VETERAN DENNIS SIMPSON SUCCESS STORY: FROM HOMELESS TO SALVATION ARMY PERMANENT HOUSING
For one of The Salvation Army’s veteran success stories, Michael Jackson’s hit song “Man in the Mirror” proved to be the inspiration for following a straight and narrow path.
“You’ve got to look at yourself and what you want,” said veteran Dennis Simpson, a recovering alcoholic and homeless veteran who went through a months-long sobriety program at the Salvation Army’s Midtown Service and Treatment Center and established temporary housing, before moving onto permanent housing, all within a city block of each other at TSA’s multi-building Midtown complex.

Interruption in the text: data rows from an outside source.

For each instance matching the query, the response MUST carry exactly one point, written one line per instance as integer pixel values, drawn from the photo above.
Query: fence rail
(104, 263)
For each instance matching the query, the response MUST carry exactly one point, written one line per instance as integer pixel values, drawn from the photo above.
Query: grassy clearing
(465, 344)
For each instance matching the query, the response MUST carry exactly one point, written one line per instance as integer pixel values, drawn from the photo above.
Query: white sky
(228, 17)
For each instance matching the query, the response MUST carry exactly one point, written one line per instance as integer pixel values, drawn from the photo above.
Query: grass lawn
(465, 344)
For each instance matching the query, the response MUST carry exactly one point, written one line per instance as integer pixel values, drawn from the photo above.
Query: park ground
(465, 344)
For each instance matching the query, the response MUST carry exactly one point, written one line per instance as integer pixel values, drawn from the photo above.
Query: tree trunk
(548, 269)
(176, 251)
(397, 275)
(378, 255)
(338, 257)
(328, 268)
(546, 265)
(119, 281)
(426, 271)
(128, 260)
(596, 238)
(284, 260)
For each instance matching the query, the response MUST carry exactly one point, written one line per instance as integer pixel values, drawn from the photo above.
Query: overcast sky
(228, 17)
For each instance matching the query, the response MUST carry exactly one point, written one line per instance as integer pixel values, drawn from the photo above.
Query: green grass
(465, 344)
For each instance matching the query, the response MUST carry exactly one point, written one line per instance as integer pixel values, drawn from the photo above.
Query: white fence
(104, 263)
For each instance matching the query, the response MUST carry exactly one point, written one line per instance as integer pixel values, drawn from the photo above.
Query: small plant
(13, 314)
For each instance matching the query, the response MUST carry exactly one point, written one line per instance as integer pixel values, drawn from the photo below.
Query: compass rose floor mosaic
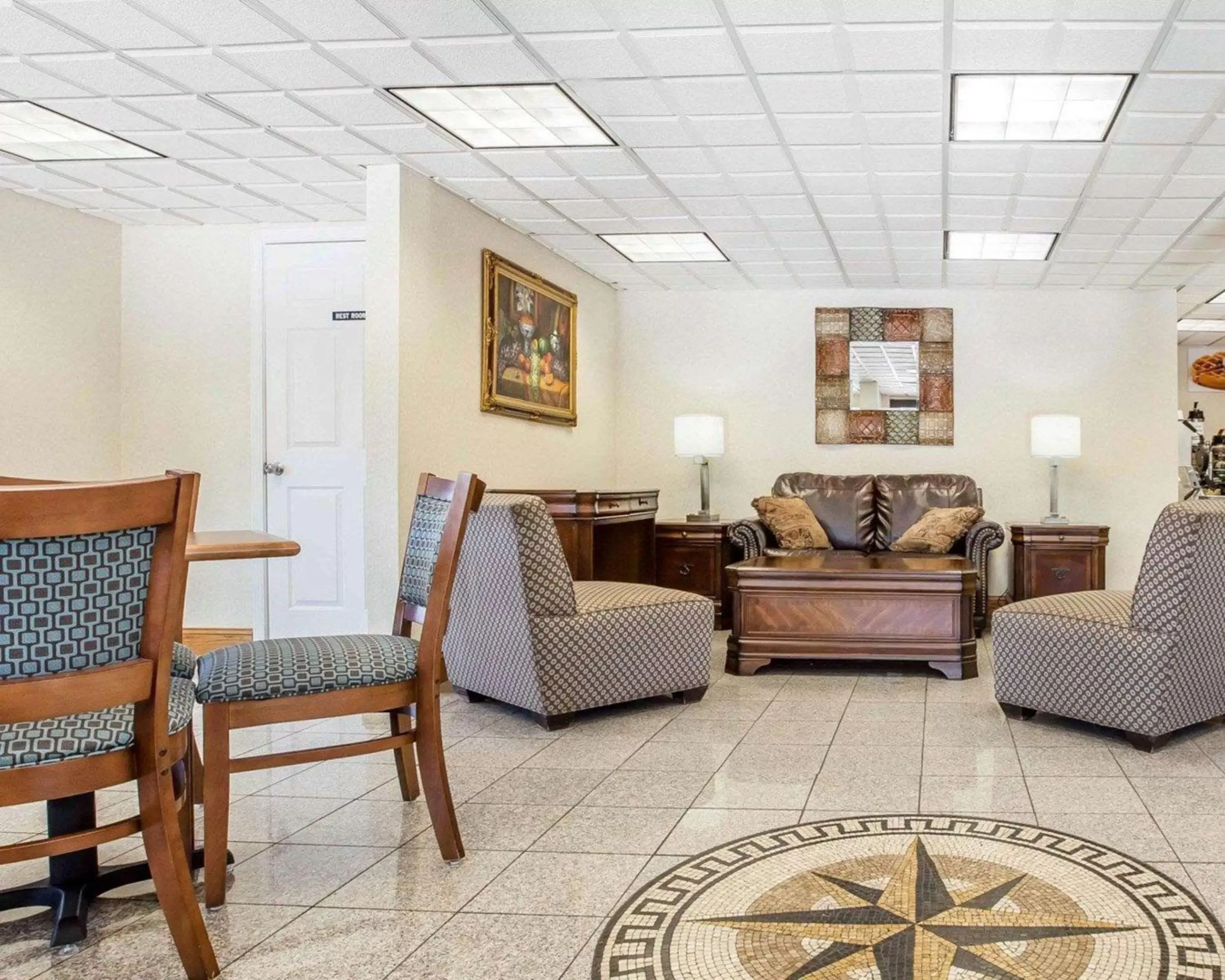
(911, 898)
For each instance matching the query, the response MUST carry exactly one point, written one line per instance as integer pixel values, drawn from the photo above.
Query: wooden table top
(855, 563)
(223, 546)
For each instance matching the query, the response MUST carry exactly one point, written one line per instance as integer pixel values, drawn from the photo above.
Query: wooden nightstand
(1049, 559)
(694, 556)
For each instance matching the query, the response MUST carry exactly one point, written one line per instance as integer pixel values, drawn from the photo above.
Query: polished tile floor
(337, 877)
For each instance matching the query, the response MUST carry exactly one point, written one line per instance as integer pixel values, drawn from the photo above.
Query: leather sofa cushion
(846, 506)
(901, 500)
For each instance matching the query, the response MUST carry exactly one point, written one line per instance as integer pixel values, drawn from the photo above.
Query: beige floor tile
(805, 711)
(493, 754)
(635, 788)
(271, 819)
(542, 883)
(792, 761)
(298, 874)
(1195, 837)
(464, 783)
(496, 826)
(343, 780)
(885, 711)
(1179, 795)
(789, 732)
(421, 880)
(145, 950)
(679, 758)
(1210, 880)
(1057, 794)
(1087, 760)
(538, 787)
(879, 733)
(1136, 835)
(893, 794)
(740, 709)
(704, 730)
(702, 830)
(744, 789)
(610, 830)
(969, 794)
(585, 754)
(329, 944)
(960, 760)
(500, 947)
(870, 761)
(370, 823)
(1185, 760)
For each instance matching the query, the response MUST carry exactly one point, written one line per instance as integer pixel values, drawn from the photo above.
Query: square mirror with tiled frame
(885, 375)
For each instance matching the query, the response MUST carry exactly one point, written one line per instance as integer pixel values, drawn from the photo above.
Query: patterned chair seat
(304, 666)
(91, 734)
(183, 662)
(1111, 607)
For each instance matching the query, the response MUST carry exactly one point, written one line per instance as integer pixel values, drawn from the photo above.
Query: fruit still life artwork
(528, 351)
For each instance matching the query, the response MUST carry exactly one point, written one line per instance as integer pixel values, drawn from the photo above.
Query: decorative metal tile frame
(933, 424)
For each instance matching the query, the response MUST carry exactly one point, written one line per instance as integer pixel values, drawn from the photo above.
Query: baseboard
(205, 640)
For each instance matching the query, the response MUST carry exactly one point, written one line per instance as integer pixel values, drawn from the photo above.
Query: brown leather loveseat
(869, 514)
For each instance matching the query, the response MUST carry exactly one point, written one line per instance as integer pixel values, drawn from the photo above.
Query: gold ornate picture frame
(932, 330)
(528, 345)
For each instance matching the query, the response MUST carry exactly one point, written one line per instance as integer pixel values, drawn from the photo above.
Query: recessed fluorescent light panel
(690, 247)
(496, 116)
(1021, 247)
(36, 134)
(1036, 108)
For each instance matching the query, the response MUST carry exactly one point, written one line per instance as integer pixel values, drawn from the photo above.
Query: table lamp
(700, 436)
(1055, 438)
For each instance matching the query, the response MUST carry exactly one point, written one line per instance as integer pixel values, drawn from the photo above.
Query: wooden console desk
(608, 536)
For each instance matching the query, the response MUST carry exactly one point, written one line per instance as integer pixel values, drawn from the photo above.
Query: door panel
(314, 430)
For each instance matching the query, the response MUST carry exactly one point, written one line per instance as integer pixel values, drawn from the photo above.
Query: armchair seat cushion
(304, 666)
(90, 734)
(183, 662)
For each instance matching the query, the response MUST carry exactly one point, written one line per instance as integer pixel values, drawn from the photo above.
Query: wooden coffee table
(854, 607)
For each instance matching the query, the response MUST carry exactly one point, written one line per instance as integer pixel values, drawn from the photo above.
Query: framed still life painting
(528, 350)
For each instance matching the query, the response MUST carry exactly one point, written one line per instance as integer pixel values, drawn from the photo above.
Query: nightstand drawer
(689, 569)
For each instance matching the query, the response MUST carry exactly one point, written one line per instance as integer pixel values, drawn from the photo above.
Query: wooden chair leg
(434, 781)
(216, 801)
(172, 873)
(406, 765)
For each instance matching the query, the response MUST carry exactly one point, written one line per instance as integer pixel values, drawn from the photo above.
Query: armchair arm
(980, 541)
(750, 536)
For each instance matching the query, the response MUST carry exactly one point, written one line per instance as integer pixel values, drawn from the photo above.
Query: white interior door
(314, 318)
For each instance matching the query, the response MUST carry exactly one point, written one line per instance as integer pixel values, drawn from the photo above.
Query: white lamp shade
(1055, 436)
(698, 435)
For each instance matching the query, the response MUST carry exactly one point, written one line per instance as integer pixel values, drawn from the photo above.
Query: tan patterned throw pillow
(792, 522)
(937, 531)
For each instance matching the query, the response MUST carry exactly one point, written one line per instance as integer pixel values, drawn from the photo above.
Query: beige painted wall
(59, 342)
(442, 427)
(1107, 357)
(187, 387)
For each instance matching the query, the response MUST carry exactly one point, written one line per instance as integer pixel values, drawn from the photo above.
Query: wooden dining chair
(298, 679)
(91, 578)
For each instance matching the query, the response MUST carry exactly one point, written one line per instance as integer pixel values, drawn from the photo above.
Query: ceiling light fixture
(487, 117)
(667, 247)
(1018, 247)
(1037, 108)
(32, 133)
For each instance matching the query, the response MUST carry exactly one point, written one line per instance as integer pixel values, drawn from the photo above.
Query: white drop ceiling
(808, 138)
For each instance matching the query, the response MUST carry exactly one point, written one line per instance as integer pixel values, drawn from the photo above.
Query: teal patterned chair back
(422, 552)
(73, 603)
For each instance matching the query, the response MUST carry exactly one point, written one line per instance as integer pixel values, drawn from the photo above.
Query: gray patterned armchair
(1148, 662)
(522, 631)
(868, 514)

“Where do you start? With the man in the mirror,” Simpson said of the King of Pop’s song, recounting his thought process of life change. “It just took me a little while. The man in the mirror – that’s me.”
At 63, Simpson said he had to eat part of his pride first, taking Army directives to attend classes, go to full-time work with a two-hour public transportation commute, stay sober, and attend group meetings with fellow veterans at night.
“I’d say, about the third month, [I got serious],” Simpson said. “I mean, I’m not used to being told what to do and when to do it. I really sat down and had a one-on-one with myself. ‘What do I really want?’ I want to get clean and sober. I need stability. I need a place and a roof over my head. I got the job. In a year and a half, I can retire.”
With the age of retirement, 65, approaching, Simpson is in the unique and well-earned position of having three streams of income coming his way. Pensions will come from his time at a day job and the military, and payments will start from Social Security.
“I set that goal. That’s still my goal,” Simpson said. “I got the housing, I got the sobriety, working on that, so all I got to do now is walk a straight and narrow road. There are a lot of temptations out there. What more can I do, other than hurt myself? I don’t like pain.”
The Salvation Army’s Veterans Residence houses 24 units of about 450 square feet each, priced at about $150 a week, signed to leases for the duration of the veterans’ participation, for those committed to following the program. There are also 24 units of veterans’ temporary loft-like apartments, where Simpson was staying before moving into his permanent unit in late April.